Extracts of the marigold plant seem to offer an effective treatment for planter warts on the foots of patients infected with human immunodeficiency virus (HIV), who do not respond well to other therapies due to their weakened immune systems.
Plantar warts are a common occurrence among otherwise healthy adults. However, in HIV-infected patients, they are often harder to treat, more numerous and less receptive to common treatments such as cryotherapy or surgical removal.
Tracey Vlahovic, a podiatrist at Temple University School of Podiatric Medicine, investigated the use of Marigold Therapy in three of her HIV-infected patients as an alternative treatment for the small skin lesions called verrucae.
She found that the treatments either cleared or greatly reduced the number and size of the warts in four to six sessions, after other treatments had failed to do so.
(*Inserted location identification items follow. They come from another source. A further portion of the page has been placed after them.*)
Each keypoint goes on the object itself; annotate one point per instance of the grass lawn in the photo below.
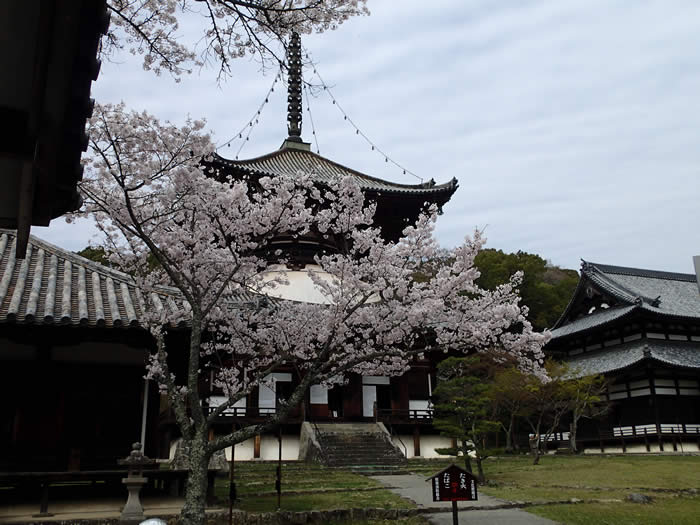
(664, 511)
(596, 477)
(255, 487)
(511, 478)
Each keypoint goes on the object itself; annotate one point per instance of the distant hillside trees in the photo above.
(545, 289)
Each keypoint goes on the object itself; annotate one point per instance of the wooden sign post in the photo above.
(454, 484)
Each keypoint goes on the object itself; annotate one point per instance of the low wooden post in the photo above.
(44, 505)
(278, 483)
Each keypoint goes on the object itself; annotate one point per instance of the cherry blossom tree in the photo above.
(212, 242)
(228, 29)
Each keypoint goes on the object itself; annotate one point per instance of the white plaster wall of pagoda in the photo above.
(428, 444)
(268, 449)
(299, 286)
(640, 448)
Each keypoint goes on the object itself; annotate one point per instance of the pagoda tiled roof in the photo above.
(674, 353)
(662, 294)
(290, 161)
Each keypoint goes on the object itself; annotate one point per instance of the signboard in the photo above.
(453, 484)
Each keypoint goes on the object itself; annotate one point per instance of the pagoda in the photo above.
(397, 204)
(403, 403)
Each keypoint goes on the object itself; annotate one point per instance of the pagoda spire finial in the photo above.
(294, 103)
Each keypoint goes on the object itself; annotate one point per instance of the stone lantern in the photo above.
(136, 461)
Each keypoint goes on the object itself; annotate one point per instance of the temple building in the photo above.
(641, 330)
(72, 326)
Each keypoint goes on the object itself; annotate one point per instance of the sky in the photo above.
(573, 127)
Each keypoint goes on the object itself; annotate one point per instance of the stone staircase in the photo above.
(362, 447)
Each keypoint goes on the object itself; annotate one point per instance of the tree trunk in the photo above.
(196, 490)
(573, 428)
(467, 460)
(535, 448)
(509, 434)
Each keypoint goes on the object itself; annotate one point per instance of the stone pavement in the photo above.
(486, 510)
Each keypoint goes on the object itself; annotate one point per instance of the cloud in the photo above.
(571, 126)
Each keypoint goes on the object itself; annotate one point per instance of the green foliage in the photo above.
(545, 289)
(95, 253)
(99, 255)
(464, 407)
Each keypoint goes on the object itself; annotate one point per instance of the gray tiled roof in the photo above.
(665, 293)
(288, 161)
(52, 286)
(676, 353)
(661, 293)
(599, 318)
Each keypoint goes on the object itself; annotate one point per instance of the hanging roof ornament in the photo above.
(294, 103)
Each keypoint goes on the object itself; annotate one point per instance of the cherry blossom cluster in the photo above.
(229, 28)
(198, 250)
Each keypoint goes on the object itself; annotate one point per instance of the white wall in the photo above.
(428, 444)
(268, 449)
(640, 448)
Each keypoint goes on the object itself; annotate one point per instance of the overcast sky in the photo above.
(573, 127)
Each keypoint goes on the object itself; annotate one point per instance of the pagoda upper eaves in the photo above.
(397, 204)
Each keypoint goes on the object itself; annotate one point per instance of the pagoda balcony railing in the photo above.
(405, 415)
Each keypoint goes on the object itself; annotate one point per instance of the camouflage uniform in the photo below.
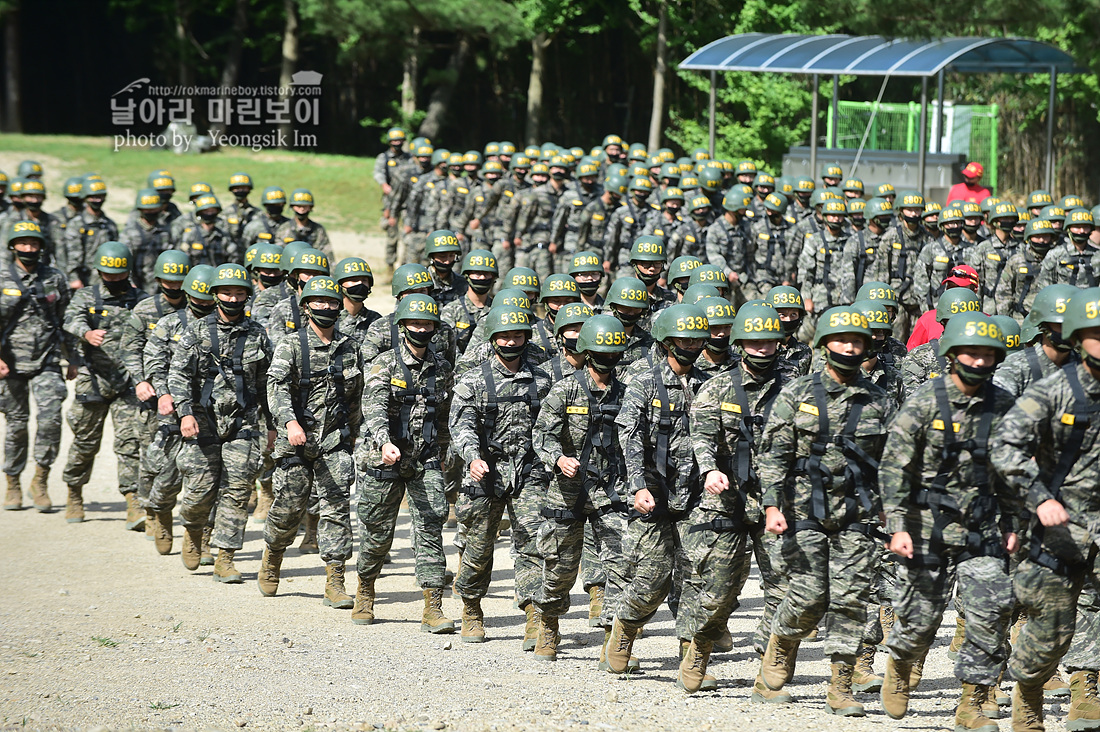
(578, 419)
(32, 343)
(955, 512)
(1035, 443)
(101, 385)
(656, 394)
(501, 436)
(224, 388)
(83, 237)
(827, 549)
(727, 419)
(325, 402)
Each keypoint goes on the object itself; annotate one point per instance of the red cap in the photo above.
(972, 170)
(963, 275)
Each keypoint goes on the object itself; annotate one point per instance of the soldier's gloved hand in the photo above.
(295, 434)
(902, 545)
(391, 454)
(1052, 513)
(569, 466)
(477, 470)
(188, 427)
(774, 521)
(716, 482)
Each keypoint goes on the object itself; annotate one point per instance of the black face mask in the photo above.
(201, 308)
(974, 375)
(480, 286)
(232, 309)
(717, 343)
(418, 339)
(508, 352)
(844, 363)
(684, 356)
(603, 362)
(119, 287)
(271, 280)
(30, 260)
(323, 317)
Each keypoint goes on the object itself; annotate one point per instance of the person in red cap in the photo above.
(926, 326)
(970, 189)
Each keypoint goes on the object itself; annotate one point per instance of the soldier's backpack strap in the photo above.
(1079, 419)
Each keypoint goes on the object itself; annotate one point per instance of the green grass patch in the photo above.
(347, 196)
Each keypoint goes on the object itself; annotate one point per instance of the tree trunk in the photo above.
(410, 73)
(539, 45)
(231, 72)
(289, 62)
(440, 100)
(13, 110)
(660, 70)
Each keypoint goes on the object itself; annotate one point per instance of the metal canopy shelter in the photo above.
(875, 55)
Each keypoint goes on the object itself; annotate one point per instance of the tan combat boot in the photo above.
(336, 596)
(433, 621)
(362, 613)
(953, 649)
(693, 666)
(969, 716)
(162, 532)
(309, 536)
(223, 568)
(895, 688)
(1027, 708)
(264, 500)
(864, 679)
(595, 605)
(191, 553)
(546, 648)
(531, 627)
(74, 507)
(13, 499)
(206, 557)
(1055, 686)
(1084, 703)
(618, 647)
(838, 699)
(473, 622)
(40, 491)
(135, 515)
(777, 667)
(267, 577)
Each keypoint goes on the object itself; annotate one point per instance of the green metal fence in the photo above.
(972, 129)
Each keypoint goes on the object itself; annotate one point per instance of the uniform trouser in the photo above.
(380, 501)
(480, 517)
(649, 548)
(538, 258)
(330, 477)
(219, 476)
(160, 460)
(1052, 604)
(826, 574)
(86, 419)
(561, 546)
(921, 597)
(50, 392)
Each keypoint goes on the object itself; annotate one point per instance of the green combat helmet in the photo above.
(172, 265)
(955, 301)
(112, 258)
(410, 277)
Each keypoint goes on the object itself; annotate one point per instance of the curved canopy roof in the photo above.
(875, 55)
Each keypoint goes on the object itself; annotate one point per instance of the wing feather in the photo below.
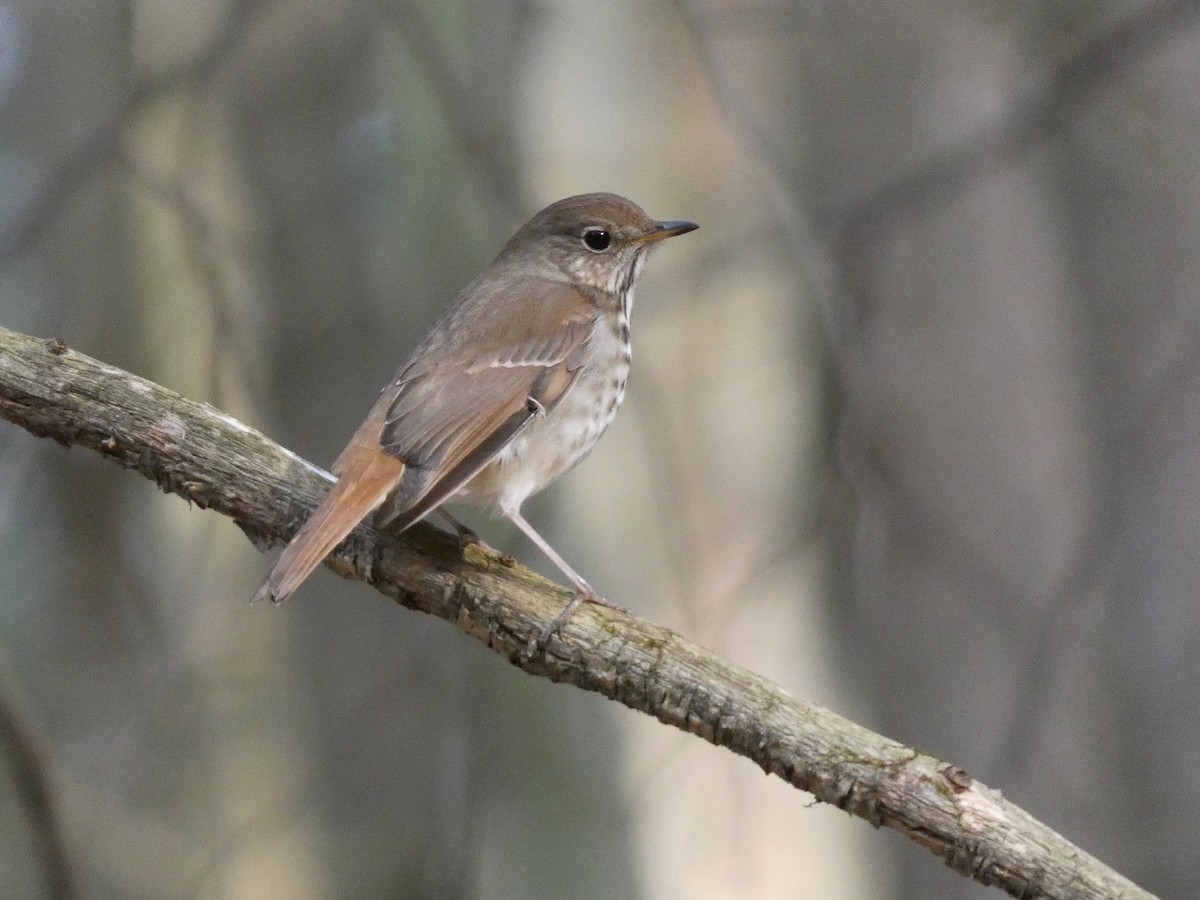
(465, 395)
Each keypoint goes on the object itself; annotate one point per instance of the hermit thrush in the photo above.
(511, 388)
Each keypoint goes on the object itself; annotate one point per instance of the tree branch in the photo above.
(219, 463)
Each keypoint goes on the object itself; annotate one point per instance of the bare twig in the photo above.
(214, 461)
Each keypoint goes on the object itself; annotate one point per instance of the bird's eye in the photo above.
(598, 240)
"Mainstream treatments are sometimes not an option for HIV-positive patients because they have weakened immune systems and invasive procedures can further compromise them," said Vlahovic.
"But alternative therapies like Marigold Therapy don't pose that threat." Further study is planned for a larger sample size with a standardized treatment regimen," she added.
Marigold Therapy involves a line of creams, ointments, tinctures, and oils that contain extracts of several types of the marigold plant.
"All the mixtures work differently. One mixture will have antiviral properties, which works best for treating a wart. Another mixture will have kerolytic qualities, which work best in treating corns and calluses," said Vlahovic.
She presented her study at the American Academy of Dermatology's Annual Meeting on February 1.